Drima comoveu-se e Horp tossiu nervosamente; eles também pensaram em encontrar suas próprias mães um dia.

Morga suspirou; os seus amigos precisavam saber e passar por muita coisa ainda. Ela apontou para o livro e o mapa, e trouxe o assunto que lhe era tão caro ao centro de suas atenções.

As imagens e descrições da Terra encantaram os Dakis, que nunca haviam visto florestas tão ricas de flores e árvores. Havia mares azuis e peixes coloridos, montanhas iluminadas por um único sol resplandecente. No entanto, o livro não continha nenhuma imagem dos seres humanos. A natureza era a única protagonista daquelas páginas.
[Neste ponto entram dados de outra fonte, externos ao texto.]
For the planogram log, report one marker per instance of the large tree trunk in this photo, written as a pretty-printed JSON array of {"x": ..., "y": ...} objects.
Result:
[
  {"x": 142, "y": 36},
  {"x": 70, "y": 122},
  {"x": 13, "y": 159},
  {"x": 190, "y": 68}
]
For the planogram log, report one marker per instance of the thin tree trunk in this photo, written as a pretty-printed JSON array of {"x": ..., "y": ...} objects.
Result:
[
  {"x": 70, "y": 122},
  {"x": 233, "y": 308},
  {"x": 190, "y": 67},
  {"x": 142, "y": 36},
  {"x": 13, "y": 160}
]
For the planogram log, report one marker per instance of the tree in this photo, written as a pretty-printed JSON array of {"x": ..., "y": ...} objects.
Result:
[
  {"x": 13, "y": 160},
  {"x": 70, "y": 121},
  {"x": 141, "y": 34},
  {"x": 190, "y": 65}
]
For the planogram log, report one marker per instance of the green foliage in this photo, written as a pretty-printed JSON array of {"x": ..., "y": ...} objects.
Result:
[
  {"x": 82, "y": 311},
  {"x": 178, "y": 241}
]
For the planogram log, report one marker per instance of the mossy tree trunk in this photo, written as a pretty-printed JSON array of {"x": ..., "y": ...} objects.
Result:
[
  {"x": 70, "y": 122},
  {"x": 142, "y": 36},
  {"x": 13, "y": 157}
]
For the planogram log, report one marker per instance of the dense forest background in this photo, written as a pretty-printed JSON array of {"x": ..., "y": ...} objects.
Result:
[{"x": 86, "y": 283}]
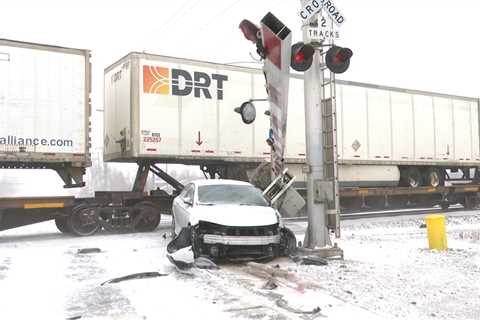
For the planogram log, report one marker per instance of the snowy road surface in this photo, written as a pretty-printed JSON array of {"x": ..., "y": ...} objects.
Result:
[{"x": 387, "y": 273}]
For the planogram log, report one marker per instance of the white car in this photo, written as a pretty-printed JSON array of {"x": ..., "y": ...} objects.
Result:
[{"x": 228, "y": 219}]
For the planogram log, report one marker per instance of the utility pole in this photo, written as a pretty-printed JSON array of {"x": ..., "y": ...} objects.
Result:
[{"x": 317, "y": 232}]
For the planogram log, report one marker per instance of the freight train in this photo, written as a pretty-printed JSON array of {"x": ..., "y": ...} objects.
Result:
[{"x": 396, "y": 147}]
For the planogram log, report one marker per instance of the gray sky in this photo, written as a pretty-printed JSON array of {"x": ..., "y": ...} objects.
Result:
[{"x": 427, "y": 45}]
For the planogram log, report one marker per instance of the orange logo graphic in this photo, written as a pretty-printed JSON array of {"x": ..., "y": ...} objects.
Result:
[{"x": 156, "y": 80}]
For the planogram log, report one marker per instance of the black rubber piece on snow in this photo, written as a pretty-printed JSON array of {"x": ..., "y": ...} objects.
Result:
[
  {"x": 89, "y": 250},
  {"x": 141, "y": 275},
  {"x": 183, "y": 240}
]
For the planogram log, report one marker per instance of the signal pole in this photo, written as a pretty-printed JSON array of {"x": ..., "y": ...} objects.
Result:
[{"x": 317, "y": 233}]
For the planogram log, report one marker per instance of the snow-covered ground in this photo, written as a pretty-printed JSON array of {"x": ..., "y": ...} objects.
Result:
[{"x": 388, "y": 272}]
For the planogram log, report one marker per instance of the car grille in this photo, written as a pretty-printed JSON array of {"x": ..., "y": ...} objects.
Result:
[{"x": 217, "y": 229}]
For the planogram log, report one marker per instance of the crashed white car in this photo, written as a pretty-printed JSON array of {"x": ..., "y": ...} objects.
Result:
[{"x": 228, "y": 219}]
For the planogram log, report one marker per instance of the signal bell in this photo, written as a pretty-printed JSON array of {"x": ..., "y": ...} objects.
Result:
[
  {"x": 302, "y": 56},
  {"x": 338, "y": 59}
]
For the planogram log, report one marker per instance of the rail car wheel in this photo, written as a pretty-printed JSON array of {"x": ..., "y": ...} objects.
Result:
[
  {"x": 435, "y": 177},
  {"x": 83, "y": 221},
  {"x": 411, "y": 177},
  {"x": 147, "y": 217},
  {"x": 173, "y": 226},
  {"x": 470, "y": 202},
  {"x": 62, "y": 224}
]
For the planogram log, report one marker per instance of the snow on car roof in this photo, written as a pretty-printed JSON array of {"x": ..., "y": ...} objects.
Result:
[{"x": 210, "y": 182}]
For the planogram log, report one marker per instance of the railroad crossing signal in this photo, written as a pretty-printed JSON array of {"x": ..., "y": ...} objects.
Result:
[
  {"x": 302, "y": 56},
  {"x": 337, "y": 59}
]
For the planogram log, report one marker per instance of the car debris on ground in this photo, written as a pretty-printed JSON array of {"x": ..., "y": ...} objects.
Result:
[
  {"x": 88, "y": 250},
  {"x": 141, "y": 275}
]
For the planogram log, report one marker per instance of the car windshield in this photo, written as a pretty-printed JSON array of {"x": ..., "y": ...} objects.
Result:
[{"x": 231, "y": 194}]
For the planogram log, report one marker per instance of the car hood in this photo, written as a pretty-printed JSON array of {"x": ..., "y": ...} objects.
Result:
[{"x": 234, "y": 215}]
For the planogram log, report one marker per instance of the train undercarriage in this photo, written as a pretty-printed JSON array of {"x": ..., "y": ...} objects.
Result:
[{"x": 136, "y": 211}]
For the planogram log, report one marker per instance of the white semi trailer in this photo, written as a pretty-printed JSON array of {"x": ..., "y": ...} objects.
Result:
[
  {"x": 45, "y": 109},
  {"x": 168, "y": 109}
]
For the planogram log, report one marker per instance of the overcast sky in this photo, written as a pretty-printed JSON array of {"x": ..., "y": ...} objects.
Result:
[{"x": 426, "y": 45}]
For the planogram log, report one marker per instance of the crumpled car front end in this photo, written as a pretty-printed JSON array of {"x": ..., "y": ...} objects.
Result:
[{"x": 236, "y": 243}]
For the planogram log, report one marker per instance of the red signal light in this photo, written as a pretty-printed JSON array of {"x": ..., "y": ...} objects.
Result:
[
  {"x": 338, "y": 59},
  {"x": 299, "y": 57},
  {"x": 302, "y": 56},
  {"x": 249, "y": 30}
]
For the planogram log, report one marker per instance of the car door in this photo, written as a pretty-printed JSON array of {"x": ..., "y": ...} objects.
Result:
[{"x": 181, "y": 207}]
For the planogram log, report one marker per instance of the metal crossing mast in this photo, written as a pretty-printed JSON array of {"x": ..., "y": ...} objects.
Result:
[{"x": 321, "y": 148}]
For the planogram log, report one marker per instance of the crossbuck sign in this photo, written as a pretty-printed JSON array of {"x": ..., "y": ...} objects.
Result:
[{"x": 312, "y": 7}]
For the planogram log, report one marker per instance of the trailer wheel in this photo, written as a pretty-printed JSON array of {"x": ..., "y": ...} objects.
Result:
[
  {"x": 470, "y": 202},
  {"x": 435, "y": 177},
  {"x": 147, "y": 217},
  {"x": 62, "y": 224},
  {"x": 173, "y": 227},
  {"x": 83, "y": 221},
  {"x": 411, "y": 177}
]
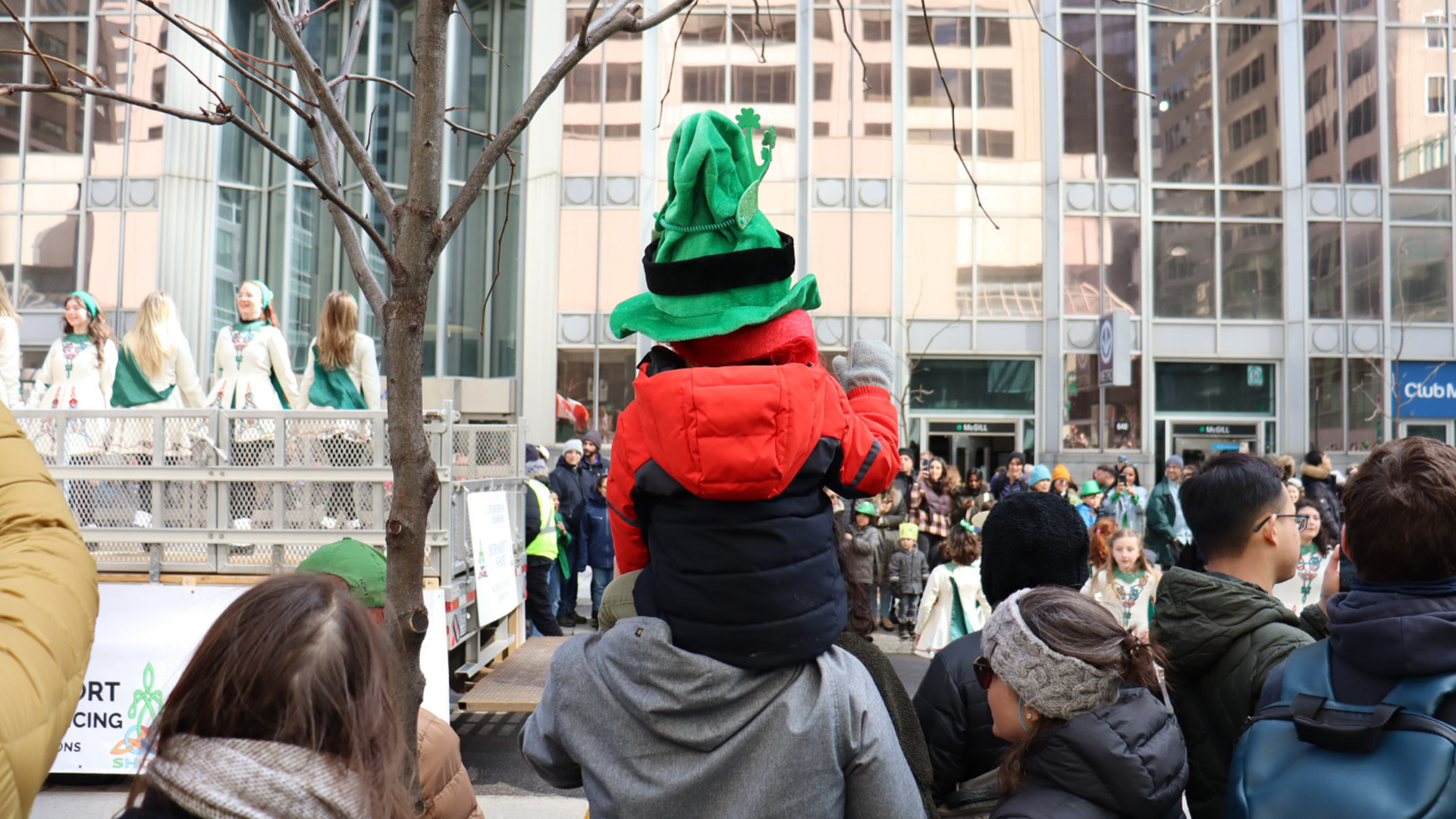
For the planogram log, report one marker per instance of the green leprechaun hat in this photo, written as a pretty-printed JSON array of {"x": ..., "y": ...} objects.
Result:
[{"x": 715, "y": 262}]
— Este é o planeta das nossas origens — ensinava a Maga do Vento, acariciando as palavras chamuscadas e as fotos desbotadas.

— Ninguém nunca nos falou sobre a Terra. — Drima olhava para Horp, que parecia hipnotizado.

— Como é que a gente faz para saber que não se trata de uma lenda e que este livro não é um produto da fantasia? — perguntou Yhari.

— Vocês devem acreditar. A exemplo da Profecia, da qual eu estou lhes dando provas de que é verdadeira, também a história da Terra é real. — Morga puxou a ponta de prata do Gual e o Obolho apareceu. Pegou os documentos secretos e, hesitantemente, deixou que os amigos os lessem.

Yhari ficou particularmente chocado com o Pacto dos Fhar, pois não se conformava com a morte preestabelecida aos 50 anos de idade.

— Mas como é possível? É verdade que os Fhar nos fazem morrer quando ultrapassamos essa idade?

Drima e Horp aproximaram-se um contra o outro e, olhando para Morga, perguntaram se ela já estivera na ilha Límbica, no oceano Orhanto.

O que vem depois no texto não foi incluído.